Recha Freier and her daughter Maayan (Photo: @felix_bohr - Twitter)

On January 30th, 1933, the same day Adolf Hitler was appointed Chancellor of Germany by President Paul Von Hindenburg, Recha Freier established the Committee for the Assistance of Jewish Youth.  The committee, which would eventually be renamed Youth Aliyah, would rescue over 11,000 mostly German-Jewish children during World War II and would become a key component of the Hadassah organization that dealt with saving Jewish youth from all pockets of the globe.

The first attempts to launch the Youth Aliyah began already in 1932, when Recha Freier, a Zionistic Jew born in Germany sent the Hadassah organization founder Henrietta Szold, a letter detailing a  plan to bring Jewish youth from Germany to British Mandatory Palestine to escape growing antisemitism.  

Szold,  who at the time was the chairman of the National Council for the Jewish settlement in Palestine, was preoccupied with the large number of social and financial problems in the “Yishuv” and was reluctant to take on any new projects, thus rejecting the proposal.  According to Szold, at the time she was more worried about the inability of the Zionist movement in Israel to provide for the many impoverished youths already within the country.

Seemingly unbothered by Szold’s rejection, Freier moved on to appeal to other Zionist leaders as well as the “Histadrut” labor Union and was able to find support for relocation for a small number of German boys.  She would eventually raise funds and began sending the first groups of youth in October 1932.  With Szold still refusing to provide official immigration certificates, Freier set up her organization on January 30, 1933, so that she could directly lobby the British Mandatory government for the certificates, without having to go through Szold’s bureaucracy.

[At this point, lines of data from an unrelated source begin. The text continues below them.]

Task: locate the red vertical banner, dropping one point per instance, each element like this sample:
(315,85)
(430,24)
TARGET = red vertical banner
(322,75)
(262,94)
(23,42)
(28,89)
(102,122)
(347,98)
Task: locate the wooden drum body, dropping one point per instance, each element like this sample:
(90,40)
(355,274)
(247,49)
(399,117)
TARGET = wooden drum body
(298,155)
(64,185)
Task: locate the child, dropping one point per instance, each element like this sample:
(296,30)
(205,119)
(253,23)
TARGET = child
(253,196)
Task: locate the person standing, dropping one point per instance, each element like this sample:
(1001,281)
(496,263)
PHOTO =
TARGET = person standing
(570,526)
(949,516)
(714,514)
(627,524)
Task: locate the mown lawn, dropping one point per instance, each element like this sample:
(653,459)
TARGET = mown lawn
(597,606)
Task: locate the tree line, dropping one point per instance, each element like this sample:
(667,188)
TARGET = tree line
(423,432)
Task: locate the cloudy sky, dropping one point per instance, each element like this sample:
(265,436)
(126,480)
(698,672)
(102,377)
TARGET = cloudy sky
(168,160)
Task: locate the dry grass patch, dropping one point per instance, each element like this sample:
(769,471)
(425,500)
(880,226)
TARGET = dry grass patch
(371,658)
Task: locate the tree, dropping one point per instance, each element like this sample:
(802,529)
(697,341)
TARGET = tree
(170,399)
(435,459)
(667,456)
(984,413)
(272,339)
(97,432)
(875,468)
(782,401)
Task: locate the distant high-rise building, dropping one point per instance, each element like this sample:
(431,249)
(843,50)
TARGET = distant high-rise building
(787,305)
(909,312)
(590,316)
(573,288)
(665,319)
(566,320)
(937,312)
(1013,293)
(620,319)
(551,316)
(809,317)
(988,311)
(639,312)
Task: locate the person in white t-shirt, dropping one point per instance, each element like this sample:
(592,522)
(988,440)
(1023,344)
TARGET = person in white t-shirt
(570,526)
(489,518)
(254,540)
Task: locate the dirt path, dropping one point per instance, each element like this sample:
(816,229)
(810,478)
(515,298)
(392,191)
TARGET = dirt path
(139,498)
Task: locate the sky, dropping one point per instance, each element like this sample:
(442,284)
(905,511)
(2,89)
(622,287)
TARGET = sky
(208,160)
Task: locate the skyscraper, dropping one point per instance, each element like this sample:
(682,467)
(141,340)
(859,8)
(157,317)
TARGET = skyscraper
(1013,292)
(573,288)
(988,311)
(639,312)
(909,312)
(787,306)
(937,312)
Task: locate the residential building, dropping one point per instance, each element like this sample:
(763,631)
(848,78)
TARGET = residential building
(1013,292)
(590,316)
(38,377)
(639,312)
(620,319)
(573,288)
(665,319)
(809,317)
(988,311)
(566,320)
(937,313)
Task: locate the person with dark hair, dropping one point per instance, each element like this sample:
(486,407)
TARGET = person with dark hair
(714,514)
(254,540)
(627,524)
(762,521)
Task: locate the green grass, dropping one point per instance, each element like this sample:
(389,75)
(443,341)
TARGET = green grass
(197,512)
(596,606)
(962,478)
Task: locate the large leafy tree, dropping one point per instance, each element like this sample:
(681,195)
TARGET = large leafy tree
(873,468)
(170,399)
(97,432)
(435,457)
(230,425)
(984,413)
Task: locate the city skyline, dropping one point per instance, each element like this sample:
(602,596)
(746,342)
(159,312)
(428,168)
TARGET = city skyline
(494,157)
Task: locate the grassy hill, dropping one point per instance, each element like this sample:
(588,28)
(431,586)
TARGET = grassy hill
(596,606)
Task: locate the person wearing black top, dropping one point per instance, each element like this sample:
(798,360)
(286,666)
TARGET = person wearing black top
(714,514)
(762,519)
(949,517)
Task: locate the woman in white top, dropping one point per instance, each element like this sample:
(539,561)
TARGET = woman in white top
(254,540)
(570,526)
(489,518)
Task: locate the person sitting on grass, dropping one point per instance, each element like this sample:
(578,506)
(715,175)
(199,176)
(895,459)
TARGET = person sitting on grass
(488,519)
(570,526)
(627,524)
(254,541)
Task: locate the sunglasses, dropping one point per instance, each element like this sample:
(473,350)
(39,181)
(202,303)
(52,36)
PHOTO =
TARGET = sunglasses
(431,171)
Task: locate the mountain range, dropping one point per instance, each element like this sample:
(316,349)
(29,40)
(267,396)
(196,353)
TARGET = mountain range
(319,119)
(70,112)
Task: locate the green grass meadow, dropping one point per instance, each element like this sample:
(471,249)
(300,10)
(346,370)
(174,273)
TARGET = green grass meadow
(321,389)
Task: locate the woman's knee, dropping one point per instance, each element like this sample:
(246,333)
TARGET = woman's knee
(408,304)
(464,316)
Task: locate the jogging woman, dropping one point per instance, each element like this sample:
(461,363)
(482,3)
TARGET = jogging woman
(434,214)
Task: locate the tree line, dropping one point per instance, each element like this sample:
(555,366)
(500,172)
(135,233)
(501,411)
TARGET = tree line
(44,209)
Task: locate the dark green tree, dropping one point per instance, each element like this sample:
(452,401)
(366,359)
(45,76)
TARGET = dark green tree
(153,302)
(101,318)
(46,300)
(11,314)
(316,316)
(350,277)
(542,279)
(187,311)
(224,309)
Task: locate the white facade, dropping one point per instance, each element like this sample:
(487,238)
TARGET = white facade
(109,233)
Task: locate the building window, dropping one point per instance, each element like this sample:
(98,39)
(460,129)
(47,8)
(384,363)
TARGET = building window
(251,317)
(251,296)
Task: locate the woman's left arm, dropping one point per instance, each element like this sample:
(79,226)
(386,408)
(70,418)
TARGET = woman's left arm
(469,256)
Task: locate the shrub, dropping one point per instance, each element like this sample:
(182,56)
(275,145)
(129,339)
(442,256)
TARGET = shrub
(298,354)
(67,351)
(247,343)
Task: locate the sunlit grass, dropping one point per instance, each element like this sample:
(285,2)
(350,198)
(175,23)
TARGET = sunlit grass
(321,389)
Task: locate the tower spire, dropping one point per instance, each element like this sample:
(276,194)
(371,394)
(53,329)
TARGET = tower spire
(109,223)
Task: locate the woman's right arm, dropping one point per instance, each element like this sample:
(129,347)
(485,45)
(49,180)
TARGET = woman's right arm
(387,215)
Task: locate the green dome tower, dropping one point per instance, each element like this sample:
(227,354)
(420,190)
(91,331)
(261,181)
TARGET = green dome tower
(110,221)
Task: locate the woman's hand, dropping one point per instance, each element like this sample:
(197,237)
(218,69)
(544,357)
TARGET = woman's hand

Eventually, with Hitler’s new violent policies towards Jews and the worsening conditions in Germany and all of Europe, Szold was forced to commit Hadassah’s vast resources to the project, although the relationship between the two women would remain extremely cold.  When Freier herself arrived on the shores of Israel in 1941, Szold informed her that she had no place in the Hadassah organization. Due to the closeness of Szold and Hadassah to the Israeli establishment, Freier’s Zionist and lifesaving actions would largely go unrecognized by the future state of Israel.

It was only in the last few years of her life, in 1981, that Freier would be officially recognized by the state of Israel under Menachem Begin’s leadership for saving over 11,000 Jewish children from the horrors of Nazism.